Microsoft bundles Copilot deeply into Windows 11 starting with 25H2. While you can toggle it off after install, a cleaner approach is to prevent Copilot (and other unwanted inbox apps) from ever landing on the system. That’s where tiny11builder comes in. This open-source PowerShell script lets you service official Windows images and strip out Copilot, Outlook, Teams, and more before deployment.

What You’ll Need

  • Official Windows 11 25H2 ISO/ESD (any language, x64/arm64)
    → Download directly from Microsoft’s Windows 11 page.
  • Windows ADK (only if you want a bootable ISO)
    → Provides oscdimg.exe which tiny11builder uses to finalize the ISO.
  • tiny11builder
    → GitHub: ntdevlabs/tiny11builder
  • Admin access to PowerShell 5.1+
    → Needed to run the script with DISM servicing commands.
  • Ample resources
    → Fast SSD and plenty of RAM recommended. Recovery compression saves space but increases build time and memory load.
  • Optional VM
    → Always test the custom ISO in a virtual machine before real deployment.

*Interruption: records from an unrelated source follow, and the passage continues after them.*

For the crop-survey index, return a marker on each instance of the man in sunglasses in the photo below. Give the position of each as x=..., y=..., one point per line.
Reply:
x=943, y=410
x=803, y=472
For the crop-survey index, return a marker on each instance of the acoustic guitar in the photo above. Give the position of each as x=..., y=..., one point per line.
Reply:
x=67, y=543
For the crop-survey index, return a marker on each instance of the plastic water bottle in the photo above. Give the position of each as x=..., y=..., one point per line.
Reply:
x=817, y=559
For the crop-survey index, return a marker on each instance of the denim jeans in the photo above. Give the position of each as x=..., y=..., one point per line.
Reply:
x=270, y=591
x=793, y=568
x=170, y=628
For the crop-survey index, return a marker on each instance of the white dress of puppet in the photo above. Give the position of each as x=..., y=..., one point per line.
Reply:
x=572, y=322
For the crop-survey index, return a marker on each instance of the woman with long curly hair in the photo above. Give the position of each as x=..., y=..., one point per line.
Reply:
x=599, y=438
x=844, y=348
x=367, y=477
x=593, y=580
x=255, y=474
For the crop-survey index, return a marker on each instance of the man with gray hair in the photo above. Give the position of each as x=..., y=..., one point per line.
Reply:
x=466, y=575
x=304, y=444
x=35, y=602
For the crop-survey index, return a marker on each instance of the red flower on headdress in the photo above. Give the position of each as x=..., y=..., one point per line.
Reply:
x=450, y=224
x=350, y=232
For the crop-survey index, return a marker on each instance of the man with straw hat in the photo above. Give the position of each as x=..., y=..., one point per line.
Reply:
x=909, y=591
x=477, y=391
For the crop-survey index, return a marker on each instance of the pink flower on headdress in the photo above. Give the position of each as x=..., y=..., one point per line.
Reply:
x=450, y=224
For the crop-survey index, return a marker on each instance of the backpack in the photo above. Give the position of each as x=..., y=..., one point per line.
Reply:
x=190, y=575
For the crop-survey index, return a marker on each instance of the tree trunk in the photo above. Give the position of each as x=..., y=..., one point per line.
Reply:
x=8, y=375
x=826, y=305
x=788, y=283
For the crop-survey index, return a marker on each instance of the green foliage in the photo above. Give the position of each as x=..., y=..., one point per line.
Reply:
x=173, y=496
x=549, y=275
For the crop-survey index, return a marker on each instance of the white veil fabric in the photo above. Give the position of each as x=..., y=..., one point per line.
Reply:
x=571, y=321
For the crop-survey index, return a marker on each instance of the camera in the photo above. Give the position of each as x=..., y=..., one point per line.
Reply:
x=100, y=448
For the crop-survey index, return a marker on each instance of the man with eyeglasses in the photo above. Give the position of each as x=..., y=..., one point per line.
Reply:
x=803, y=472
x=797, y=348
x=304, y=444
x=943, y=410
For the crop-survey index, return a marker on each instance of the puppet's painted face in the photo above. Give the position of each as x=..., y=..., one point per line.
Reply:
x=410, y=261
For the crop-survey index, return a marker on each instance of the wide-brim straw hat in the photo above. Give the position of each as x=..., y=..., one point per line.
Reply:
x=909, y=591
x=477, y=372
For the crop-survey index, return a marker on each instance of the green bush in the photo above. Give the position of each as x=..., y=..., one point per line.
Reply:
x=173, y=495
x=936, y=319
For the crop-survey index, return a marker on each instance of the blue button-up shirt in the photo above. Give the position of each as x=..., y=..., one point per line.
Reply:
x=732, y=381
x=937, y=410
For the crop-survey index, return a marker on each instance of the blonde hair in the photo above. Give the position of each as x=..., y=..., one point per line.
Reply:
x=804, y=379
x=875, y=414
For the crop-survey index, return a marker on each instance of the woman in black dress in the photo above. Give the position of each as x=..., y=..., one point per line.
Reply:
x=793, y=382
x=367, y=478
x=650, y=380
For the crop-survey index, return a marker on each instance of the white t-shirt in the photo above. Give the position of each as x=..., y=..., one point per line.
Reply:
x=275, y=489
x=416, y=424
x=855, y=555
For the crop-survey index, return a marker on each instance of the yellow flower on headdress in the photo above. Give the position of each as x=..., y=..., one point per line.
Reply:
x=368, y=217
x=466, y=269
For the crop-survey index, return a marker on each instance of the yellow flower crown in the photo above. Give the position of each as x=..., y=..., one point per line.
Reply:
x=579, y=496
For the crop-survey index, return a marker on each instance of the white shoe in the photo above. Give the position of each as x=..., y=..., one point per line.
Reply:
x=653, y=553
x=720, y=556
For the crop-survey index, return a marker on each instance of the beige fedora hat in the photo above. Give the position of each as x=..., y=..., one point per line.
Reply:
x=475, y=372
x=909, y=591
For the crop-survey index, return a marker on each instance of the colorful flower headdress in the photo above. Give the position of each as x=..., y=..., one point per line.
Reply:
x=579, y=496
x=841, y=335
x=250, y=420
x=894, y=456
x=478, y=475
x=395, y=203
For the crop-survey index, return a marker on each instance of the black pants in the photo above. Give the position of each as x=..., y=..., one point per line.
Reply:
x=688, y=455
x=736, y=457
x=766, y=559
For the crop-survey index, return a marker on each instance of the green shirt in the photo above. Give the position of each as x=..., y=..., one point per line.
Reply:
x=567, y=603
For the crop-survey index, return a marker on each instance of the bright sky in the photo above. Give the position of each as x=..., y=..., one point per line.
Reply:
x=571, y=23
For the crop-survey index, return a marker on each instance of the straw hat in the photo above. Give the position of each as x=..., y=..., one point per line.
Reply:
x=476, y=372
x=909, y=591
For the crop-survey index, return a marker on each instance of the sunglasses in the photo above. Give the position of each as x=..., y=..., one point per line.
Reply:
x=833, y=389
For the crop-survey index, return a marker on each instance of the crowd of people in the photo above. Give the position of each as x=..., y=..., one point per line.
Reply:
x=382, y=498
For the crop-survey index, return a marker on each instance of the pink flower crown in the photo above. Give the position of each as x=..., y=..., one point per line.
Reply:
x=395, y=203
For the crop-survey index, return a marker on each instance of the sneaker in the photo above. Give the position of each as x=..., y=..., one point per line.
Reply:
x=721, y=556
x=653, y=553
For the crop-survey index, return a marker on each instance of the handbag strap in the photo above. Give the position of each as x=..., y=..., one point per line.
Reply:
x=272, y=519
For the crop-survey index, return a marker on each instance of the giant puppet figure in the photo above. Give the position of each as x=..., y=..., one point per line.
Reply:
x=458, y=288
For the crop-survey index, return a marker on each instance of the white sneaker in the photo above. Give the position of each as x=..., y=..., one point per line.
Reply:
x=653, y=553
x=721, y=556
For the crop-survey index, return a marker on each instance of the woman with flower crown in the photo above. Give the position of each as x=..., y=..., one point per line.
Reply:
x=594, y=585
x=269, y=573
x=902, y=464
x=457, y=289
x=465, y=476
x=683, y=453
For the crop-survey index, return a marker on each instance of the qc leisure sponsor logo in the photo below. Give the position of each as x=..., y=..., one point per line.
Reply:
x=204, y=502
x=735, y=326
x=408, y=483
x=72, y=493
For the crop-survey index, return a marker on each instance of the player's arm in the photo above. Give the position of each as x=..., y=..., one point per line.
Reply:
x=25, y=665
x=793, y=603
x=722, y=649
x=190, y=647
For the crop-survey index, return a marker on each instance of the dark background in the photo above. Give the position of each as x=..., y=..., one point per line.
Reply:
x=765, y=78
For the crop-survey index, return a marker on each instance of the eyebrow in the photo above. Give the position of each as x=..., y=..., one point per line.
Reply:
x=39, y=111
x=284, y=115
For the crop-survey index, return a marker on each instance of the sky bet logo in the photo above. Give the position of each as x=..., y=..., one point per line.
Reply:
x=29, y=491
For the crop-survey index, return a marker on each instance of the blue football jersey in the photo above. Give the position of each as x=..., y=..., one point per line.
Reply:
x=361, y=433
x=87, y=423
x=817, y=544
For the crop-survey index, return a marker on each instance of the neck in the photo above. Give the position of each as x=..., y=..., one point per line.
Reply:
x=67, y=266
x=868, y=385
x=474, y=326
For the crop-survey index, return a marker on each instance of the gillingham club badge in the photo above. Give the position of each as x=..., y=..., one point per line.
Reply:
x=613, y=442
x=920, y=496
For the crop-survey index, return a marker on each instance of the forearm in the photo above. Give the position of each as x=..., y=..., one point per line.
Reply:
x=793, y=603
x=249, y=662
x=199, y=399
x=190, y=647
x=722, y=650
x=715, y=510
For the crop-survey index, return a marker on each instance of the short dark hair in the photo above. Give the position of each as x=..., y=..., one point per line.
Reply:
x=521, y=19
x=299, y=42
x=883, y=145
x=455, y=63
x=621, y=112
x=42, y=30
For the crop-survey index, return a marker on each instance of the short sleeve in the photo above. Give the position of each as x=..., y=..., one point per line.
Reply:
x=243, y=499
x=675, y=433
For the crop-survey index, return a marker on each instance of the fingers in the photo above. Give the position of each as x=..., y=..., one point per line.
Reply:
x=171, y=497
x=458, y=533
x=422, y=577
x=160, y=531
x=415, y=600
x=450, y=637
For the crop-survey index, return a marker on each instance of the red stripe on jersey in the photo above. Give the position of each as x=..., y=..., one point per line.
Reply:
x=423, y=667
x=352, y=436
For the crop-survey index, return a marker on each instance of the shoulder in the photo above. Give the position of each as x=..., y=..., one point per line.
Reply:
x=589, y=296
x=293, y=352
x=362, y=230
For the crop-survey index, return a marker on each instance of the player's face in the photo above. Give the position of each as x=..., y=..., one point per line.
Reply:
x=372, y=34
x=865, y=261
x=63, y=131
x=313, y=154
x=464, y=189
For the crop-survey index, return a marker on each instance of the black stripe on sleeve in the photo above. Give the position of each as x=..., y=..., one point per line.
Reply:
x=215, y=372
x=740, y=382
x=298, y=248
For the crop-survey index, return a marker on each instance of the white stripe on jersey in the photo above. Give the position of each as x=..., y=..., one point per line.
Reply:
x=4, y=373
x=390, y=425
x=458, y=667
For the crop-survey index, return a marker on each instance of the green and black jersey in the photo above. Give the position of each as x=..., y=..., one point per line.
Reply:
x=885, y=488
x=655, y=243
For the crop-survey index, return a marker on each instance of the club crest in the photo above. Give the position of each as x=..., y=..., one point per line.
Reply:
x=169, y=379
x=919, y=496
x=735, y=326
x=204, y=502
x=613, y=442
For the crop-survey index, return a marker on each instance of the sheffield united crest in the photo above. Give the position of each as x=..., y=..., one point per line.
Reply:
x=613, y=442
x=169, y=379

Method 1 — Build a 25H2 ISO With Copilot Pre-Removed (Recommended)

This method ensures Copilot never provisions on your devices.

1- Mount or extract the Windows ISO/ESD you downloaded.

2- Install Windows ADK if you plan to build a bootable ISO.

3- Download and extract tiny11builder locally.

4- Open PowerShell as Administrator and allow script execution: Set-ExecutionPolicy Bypass -Scope Process

5- Run the script and point it to your ISO/ESD files: powershell -f C:\Path\to\tiny11maker.ps1

6- Select your edition (SKU) and choose the standard “tiny11” option.

  • Avoid Core unless you specifically want a lab-only, non-serviceable image.

7- Confirm removal set → Copilot, Teams, and new Outlook are among the defaults.

8- Enable recovery compression when prompted for a smaller final ISO.

9- Let the script build and generate the ISO. It will also inject an autounattend.xml for OOBE tweaks (like bypassing Microsoft Account enforcement).

10- Test in a VM. Verify updates, Copilot absence, and app/driver compatibility.

11- Deploy to hardware once validated. Document the script version used for reproducibility.

Method 2 — Disable Copilot After Installation (Less Durable)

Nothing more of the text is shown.